Getting started with text classification (6)

Source: Internet
Author: User
Tags svm

SVM algorithms
Support Vector Machine (SVM) was first proposed by Cortes and Vapnik in 1995, it has many unique advantages in solving small samples, non-linear and high-dimensional pattern recognition, and can be applied to function fitting and other machine learning problems [10].
the SVM method is based on the statistical learning theory based on VC theory and minimum structural risk principle, based on the limited sample information, we can find the best compromise between the complexity of the model (that is, the learning accuracy of specific training samples, accuracy) and the learning ability (that is, the ability to identify arbitrary samples without error, in order to obtain the best promotion capability [14] (or generalized ability ).
the SVM method has a solid theoretical foundation. The essence of SVM training is to solve a Quadratic Programming Problem (quadruple programming, which indicates that the target function is a quadratic function, the constraint condition is the optimization problem of Linear Constraints). The global optimal solution is obtained, which makes it superior to other statistical learning techniques. SVM classifier performs well in text classification and is one of the best classifiers. kernel function is used to convert the original sample space to a high-dimensional space, it can solve the problem of Linear Non-segmentation of original samples. The disadvantage is that the selection of kernel functions lacks guidance and it is difficult to select the best kernel function based on specific problems. In addition, the SVM training speed is greatly affected by the scale of the training set, resulting in high computing overhead, to solve the problem of SVM training speed, researchers have proposed many improvement methods, including the chunking method, Osuna algorithm, SMO algorithm, and interactive SVM [14].
the advantages of SVM classifier are good universality, high classification accuracy, fast classification speed, and irrelevant to the number of training samples, this method is superior to KNN And Naive Bayes in terms of accuracy and accuracy.
compared with other algorithms, the theoretical basis of SVM algorithms is complex, but it has broad application prospects, I plan to write a series of articles to discuss SVM algorithms in detail, stay tuned!

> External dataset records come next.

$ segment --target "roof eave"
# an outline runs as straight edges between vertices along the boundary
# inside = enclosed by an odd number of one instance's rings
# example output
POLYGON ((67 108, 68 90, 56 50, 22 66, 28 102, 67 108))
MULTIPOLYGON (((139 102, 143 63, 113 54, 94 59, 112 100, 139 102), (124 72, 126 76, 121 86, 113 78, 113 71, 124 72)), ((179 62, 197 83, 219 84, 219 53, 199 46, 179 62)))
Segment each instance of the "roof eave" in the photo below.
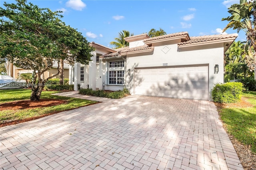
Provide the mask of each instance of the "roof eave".
POLYGON ((232 38, 226 38, 225 40, 210 40, 208 41, 207 42, 198 42, 196 43, 188 43, 186 44, 178 44, 178 46, 179 48, 183 48, 185 47, 193 47, 194 46, 197 45, 208 45, 208 44, 212 44, 213 43, 222 43, 225 42, 230 42, 230 45, 234 41, 236 37, 232 38))
POLYGON ((96 44, 95 43, 90 43, 89 45, 91 47, 94 47, 95 48, 99 48, 101 49, 105 49, 105 50, 107 50, 109 52, 111 52, 112 53, 115 52, 116 52, 116 51, 114 49, 112 49, 110 48, 106 48, 105 47, 102 47, 102 46, 100 46, 100 45, 99 45, 98 44, 96 44))
POLYGON ((168 37, 166 38, 163 38, 160 39, 152 40, 149 41, 144 41, 144 42, 146 44, 148 45, 152 44, 152 43, 157 43, 158 42, 164 42, 168 41, 171 41, 173 40, 175 40, 177 39, 185 39, 186 40, 188 41, 190 40, 189 36, 188 34, 182 35, 180 36, 175 36, 174 37, 168 37))
POLYGON ((122 58, 123 56, 122 55, 116 55, 114 56, 109 56, 109 57, 100 57, 100 59, 116 59, 119 58, 122 58))
POLYGON ((127 54, 137 54, 138 53, 145 53, 146 52, 151 52, 154 51, 154 47, 152 47, 152 48, 149 49, 142 49, 140 50, 134 51, 132 51, 126 52, 124 53, 122 53, 122 55, 126 55, 127 54))

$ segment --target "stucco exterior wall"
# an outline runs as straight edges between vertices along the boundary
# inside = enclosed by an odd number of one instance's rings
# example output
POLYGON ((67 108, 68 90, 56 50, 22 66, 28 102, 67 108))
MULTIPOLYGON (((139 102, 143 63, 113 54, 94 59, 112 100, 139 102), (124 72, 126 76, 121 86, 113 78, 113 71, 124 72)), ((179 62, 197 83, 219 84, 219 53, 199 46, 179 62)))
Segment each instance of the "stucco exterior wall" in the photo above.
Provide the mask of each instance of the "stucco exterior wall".
POLYGON ((155 47, 152 55, 127 55, 126 70, 130 69, 131 74, 130 76, 126 75, 126 87, 133 94, 135 67, 208 64, 208 91, 210 99, 211 89, 214 84, 224 81, 223 46, 223 43, 219 43, 179 48, 174 44, 155 47), (215 64, 219 65, 220 71, 218 74, 214 73, 215 64))

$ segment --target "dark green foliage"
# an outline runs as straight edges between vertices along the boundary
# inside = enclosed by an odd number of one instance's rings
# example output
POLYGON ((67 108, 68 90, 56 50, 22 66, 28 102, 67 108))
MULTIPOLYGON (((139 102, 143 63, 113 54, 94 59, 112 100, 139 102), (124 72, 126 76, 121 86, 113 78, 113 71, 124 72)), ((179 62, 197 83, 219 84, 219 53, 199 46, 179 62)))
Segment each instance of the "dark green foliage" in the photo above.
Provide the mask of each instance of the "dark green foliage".
POLYGON ((44 89, 47 90, 57 90, 60 91, 63 90, 74 90, 74 85, 46 85, 44 89))
POLYGON ((120 99, 130 94, 129 91, 124 88, 123 90, 111 91, 104 90, 93 90, 92 89, 82 89, 79 91, 79 94, 88 96, 106 97, 110 99, 120 99))
MULTIPOLYGON (((68 84, 68 79, 64 79, 64 85, 68 84)), ((60 79, 51 79, 47 80, 46 83, 46 85, 59 85, 60 79)))
POLYGON ((61 20, 59 11, 40 8, 26 0, 15 2, 4 2, 4 7, 0 7, 0 63, 8 60, 34 70, 30 100, 39 101, 47 81, 58 73, 41 78, 54 62, 58 66, 64 60, 88 64, 94 48, 82 33, 61 20))
POLYGON ((148 35, 149 37, 152 38, 166 35, 166 33, 164 30, 161 28, 159 28, 159 30, 157 31, 154 28, 152 28, 150 31, 149 31, 148 35))
POLYGON ((252 77, 246 77, 241 80, 244 87, 247 90, 256 91, 256 80, 252 77))
POLYGON ((243 84, 241 83, 218 83, 212 91, 212 99, 214 102, 236 103, 240 100, 243 89, 243 84))

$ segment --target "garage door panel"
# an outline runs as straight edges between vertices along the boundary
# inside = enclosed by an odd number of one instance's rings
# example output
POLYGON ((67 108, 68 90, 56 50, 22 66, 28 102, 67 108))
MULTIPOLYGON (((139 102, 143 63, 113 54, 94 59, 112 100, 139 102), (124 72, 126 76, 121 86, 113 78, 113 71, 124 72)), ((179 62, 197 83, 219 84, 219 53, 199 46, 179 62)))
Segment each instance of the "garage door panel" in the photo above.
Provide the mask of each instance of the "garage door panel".
POLYGON ((141 69, 136 71, 136 95, 208 99, 208 66, 141 69))

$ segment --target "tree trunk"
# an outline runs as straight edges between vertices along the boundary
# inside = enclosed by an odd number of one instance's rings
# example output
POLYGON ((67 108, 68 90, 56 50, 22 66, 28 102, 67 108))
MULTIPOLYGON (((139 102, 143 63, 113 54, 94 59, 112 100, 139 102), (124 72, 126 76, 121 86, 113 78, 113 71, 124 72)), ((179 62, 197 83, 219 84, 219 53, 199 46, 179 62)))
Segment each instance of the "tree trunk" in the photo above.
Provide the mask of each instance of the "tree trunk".
POLYGON ((62 59, 60 59, 60 72, 59 75, 60 75, 60 85, 63 85, 63 81, 64 79, 64 61, 62 59))
POLYGON ((254 63, 254 79, 256 80, 256 62, 254 63))
POLYGON ((36 80, 34 80, 33 84, 32 85, 31 95, 30 95, 31 101, 40 101, 41 94, 44 89, 44 83, 41 78, 42 73, 38 71, 38 82, 37 84, 35 84, 36 80))

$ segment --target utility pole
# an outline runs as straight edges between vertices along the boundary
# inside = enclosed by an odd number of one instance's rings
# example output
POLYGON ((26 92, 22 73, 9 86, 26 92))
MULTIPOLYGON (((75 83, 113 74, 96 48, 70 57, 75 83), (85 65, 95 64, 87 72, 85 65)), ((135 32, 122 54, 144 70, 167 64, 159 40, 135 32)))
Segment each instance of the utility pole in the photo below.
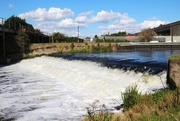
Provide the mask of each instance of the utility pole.
POLYGON ((171 26, 171 30, 170 30, 171 32, 171 42, 173 42, 173 34, 174 34, 174 32, 173 32, 173 26, 171 26))
POLYGON ((79 26, 78 26, 78 42, 79 42, 79 26))

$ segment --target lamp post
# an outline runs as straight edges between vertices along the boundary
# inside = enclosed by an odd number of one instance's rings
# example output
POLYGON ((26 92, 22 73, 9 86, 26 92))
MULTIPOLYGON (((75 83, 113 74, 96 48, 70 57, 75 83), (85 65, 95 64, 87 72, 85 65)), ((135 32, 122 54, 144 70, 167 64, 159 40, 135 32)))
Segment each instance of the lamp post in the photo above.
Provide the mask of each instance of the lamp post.
POLYGON ((4 19, 2 18, 2 31, 3 31, 3 58, 6 58, 6 44, 5 44, 5 32, 4 32, 4 19))

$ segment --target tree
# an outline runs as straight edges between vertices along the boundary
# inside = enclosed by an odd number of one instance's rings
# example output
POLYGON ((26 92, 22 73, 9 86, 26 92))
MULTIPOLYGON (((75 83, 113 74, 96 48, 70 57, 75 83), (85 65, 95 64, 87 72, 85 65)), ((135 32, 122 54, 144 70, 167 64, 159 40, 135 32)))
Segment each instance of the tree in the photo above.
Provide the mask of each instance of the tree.
POLYGON ((153 36, 156 36, 156 32, 150 28, 148 29, 143 29, 138 36, 140 37, 141 40, 144 42, 149 42, 153 36))
POLYGON ((14 15, 5 21, 4 26, 6 28, 10 28, 14 30, 26 29, 26 32, 34 31, 33 26, 31 24, 26 23, 25 19, 21 19, 20 17, 14 15))
POLYGON ((60 33, 60 32, 55 32, 53 33, 53 39, 56 41, 56 42, 61 42, 65 39, 65 36, 64 34, 60 33))
POLYGON ((21 53, 29 53, 29 47, 30 47, 30 42, 28 39, 28 34, 25 32, 25 29, 19 29, 16 35, 16 42, 21 49, 21 53))

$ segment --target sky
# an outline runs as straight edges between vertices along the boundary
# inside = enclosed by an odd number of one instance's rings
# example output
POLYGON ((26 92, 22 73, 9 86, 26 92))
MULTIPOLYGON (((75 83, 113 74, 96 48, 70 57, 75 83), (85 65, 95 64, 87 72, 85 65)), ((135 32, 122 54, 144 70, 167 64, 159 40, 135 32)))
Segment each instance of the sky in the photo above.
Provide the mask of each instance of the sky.
POLYGON ((180 20, 180 0, 0 0, 0 18, 25 19, 45 34, 133 34, 180 20))

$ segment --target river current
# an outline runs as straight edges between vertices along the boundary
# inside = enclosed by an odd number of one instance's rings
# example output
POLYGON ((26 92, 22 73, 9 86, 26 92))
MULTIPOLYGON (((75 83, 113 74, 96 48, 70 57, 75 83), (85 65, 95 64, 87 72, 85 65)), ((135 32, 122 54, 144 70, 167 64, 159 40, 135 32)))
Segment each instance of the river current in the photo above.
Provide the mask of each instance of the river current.
POLYGON ((166 88, 167 61, 180 51, 41 56, 0 67, 0 117, 18 121, 80 120, 93 102, 110 111, 121 92, 166 88))

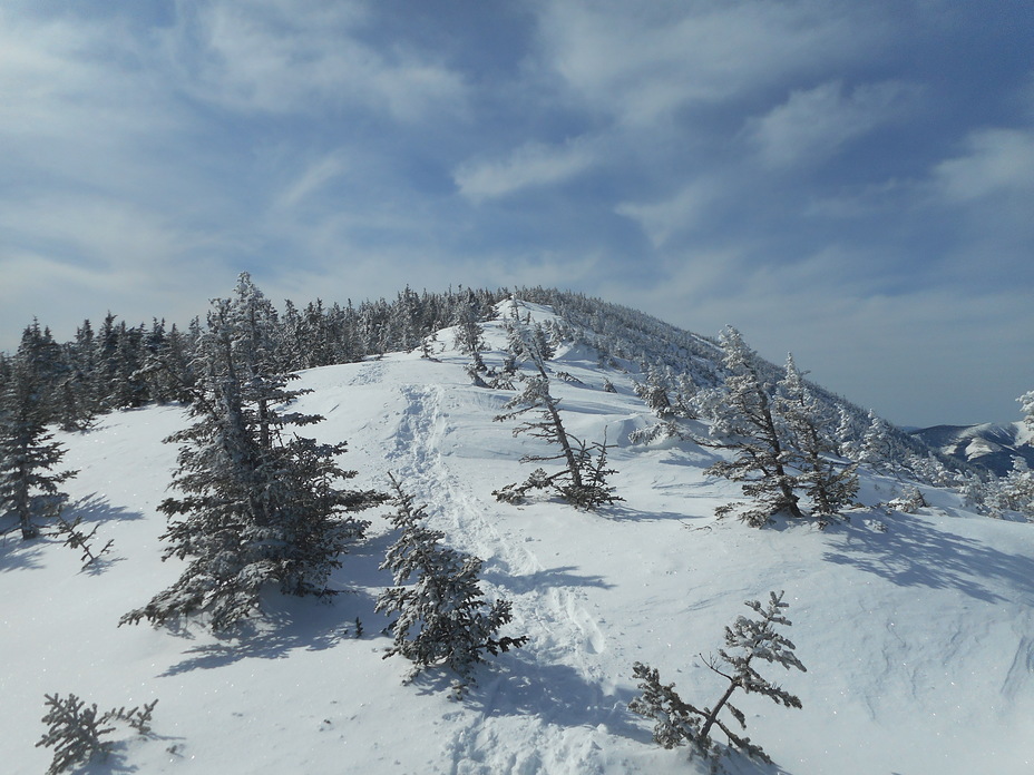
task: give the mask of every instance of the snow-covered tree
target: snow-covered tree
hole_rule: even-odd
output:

After introducing several representative algorithms, we may wish to compare their advantages and disadvantages with several groups of experimental data at home and abroad.
In the experiment of Chinese corpus, the document [6] uses the benchmark corpus provided by the Natural Language Processing Laboratory of Fudan University to test several classification algorithms based on the word Vector Space text model, this benchmark corpus is divided into 20 categories, with a total of 9804 training documents and 9833 testing documents. After unified word segmentation and noise word elimination, the performance indicators of each classification method are as follows.

The F1 measure is an indicator that combines the precision and recall rate. The corresponding F1 measure is large only when both values are large, therefore, it is a more representative indicator than a single detection accuracy or recall rate.
The comparison results show that SVM and KNN are much better than naive Bayes (but they are also better than rocchio, which is rarely evaluated ).
In terms of English Corpus, Reuters's Reuters-21578 "modapt 'E" is a commonly used test set, which has been tested by many people, sebastiani summarized in [23]. The results of the related algorithms are as follows:

classification algorithm

in Reuters-21578" modapt 'E " F1 measure

rocchio

0.776

Naive Bayes

0.795

KNN

0.823

SVM

0.864

According to the F1 measure, KNN is quite similar to the SVM algorithm, but F1 only reflects the classification effect (that is, classification accuracy), without considering the performance (that is, classification is not fast ). In general, SVM is an algorithm with good performance and performance.

As mentioned earlier, the final product of the training phase is the classifier. In the classification phase, only these classifiers are used to classify new documents. There is nothing to say.
the next chapter describes the list and simple explanations of concepts that have emerged so far, and introduces some concepts that will be used later. After that, we will talk about the classification of classification issues, the similarities and differences between Chinese and English classification issues, and the overview and comparison of several feature extraction algorithms ......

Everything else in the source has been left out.